I let the measure_methods.py accepting one environment so that I can set the remote module dir. Do you mind we add this environment ? Here is my diff:
--- a/python/tvm/autotvm/measure/measure_methods.py
+++ b/python/tvm/autotvm/measure/measure_methods.py
@@ -317,8 +317,11 @@ def _measure_common(input_pack, build_func, build_kwargs, number, repeat,
# upload built module
if remote:
- remote.upload(tmp_dir.relpath(filename))
- func = remote.load_module(filename)
+ remote_upload_target_dir = os.environ.get('TVM_RPC_REMOTE_DIR')
+ remote_target = os.path.join(remote_upload_target_dir, filename) if remote_upload_target_dir else None
+ remote_module = os.path.join(remote_upload_target_dir, filename) if remote_upload_target_dir else filename
+ remote.upload(tmp_dir.relpath(filename), target=remote_target)
+ func = remote.load_module(remote_module)
ctx = remote.context(str(inp.target), 0)
time_f = func.time_evaluator(
func.entry_name, ctx, number=number, repeat=repeat)
Nice!
You can send the patch.
Better with
if 'TVM_RPC_REMOTE_RID' in os.environ:
# your code here
remote_upload_target_dir = os.environ.get('TVM_RPC_REMOTE_DIR')

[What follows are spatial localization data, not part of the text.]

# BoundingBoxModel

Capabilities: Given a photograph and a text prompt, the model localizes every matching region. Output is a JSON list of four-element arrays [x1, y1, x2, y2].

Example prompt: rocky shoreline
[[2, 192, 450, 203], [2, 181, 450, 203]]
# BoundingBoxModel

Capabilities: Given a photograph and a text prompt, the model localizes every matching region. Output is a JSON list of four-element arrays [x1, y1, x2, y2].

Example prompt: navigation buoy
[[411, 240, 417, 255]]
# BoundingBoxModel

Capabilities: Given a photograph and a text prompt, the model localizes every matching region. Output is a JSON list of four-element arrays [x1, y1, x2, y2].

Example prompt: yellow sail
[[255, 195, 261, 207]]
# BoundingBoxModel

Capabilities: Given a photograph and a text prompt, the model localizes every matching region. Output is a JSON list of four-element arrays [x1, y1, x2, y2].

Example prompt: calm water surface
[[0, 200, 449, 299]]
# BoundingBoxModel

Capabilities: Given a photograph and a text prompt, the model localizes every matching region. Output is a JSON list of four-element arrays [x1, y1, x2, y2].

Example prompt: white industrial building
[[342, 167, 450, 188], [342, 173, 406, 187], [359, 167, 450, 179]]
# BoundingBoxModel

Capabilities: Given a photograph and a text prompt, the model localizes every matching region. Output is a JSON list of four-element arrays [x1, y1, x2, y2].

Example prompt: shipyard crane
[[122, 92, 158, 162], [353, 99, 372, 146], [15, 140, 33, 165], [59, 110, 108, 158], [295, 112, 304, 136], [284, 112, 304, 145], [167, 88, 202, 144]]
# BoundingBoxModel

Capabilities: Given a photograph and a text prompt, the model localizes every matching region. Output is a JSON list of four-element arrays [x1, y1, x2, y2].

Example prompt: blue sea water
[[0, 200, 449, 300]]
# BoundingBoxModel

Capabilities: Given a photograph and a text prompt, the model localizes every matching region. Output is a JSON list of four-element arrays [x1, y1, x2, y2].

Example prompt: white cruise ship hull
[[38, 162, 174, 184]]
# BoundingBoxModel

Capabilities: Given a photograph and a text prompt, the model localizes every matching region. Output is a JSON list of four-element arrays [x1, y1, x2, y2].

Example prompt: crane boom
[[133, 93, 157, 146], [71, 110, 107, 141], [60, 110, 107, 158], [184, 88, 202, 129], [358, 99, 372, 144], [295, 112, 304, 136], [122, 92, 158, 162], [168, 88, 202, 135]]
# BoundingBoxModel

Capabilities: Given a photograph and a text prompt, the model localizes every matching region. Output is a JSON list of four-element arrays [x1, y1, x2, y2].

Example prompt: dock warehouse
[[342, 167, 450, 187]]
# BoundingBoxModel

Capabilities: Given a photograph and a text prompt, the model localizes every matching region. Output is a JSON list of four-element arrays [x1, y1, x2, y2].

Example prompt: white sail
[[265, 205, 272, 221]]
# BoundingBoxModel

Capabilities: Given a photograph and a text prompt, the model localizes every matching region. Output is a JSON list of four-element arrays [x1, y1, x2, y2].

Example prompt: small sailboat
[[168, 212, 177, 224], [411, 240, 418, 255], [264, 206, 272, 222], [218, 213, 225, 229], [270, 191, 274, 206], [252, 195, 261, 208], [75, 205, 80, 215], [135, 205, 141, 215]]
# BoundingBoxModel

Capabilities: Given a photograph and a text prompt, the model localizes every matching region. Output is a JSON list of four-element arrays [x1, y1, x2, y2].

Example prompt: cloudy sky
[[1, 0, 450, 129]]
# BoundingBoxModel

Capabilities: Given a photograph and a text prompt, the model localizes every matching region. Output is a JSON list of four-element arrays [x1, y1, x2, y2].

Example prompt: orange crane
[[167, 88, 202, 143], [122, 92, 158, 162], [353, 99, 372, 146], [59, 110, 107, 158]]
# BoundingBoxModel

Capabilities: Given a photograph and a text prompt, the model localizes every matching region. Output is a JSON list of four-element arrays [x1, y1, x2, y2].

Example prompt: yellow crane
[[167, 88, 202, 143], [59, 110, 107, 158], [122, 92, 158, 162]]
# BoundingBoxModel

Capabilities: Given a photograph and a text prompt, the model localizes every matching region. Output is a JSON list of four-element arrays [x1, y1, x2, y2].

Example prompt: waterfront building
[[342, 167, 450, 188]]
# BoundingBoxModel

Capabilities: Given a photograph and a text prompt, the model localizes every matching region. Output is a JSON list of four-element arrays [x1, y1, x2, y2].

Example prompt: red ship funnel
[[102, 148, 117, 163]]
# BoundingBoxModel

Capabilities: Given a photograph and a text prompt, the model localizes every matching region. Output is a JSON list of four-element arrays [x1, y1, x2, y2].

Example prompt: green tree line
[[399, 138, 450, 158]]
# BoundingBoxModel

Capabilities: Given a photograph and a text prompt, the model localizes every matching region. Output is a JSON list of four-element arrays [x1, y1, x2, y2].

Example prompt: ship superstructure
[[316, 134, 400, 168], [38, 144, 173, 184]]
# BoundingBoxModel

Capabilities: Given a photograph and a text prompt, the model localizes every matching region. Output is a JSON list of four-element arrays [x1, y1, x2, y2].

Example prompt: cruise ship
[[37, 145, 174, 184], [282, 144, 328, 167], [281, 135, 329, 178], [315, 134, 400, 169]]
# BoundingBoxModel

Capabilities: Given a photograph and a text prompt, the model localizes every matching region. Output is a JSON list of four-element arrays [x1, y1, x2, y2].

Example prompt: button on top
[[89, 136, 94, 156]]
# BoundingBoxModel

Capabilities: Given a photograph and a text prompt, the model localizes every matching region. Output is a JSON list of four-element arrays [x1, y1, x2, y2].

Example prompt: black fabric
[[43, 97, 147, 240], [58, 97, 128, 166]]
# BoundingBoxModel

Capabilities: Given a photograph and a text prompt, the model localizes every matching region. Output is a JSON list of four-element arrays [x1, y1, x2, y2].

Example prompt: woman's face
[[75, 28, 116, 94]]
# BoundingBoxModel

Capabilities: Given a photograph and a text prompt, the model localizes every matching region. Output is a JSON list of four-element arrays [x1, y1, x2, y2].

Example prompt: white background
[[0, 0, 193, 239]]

remote_target = os.path.join(remote_upload_target_dir, filename)
remote_module = os.path.join(remote_upload_target_dir, filename)
remote.upload(tmp_dir.relpath(filename), target=remote_target)
func = remote.load_module(remote_module)
else:
# original code
remote.upload(tmp_dir.relpath(filename))
func = remote.load_module(filename)
....
Thanks for your suggestion! @merrymercy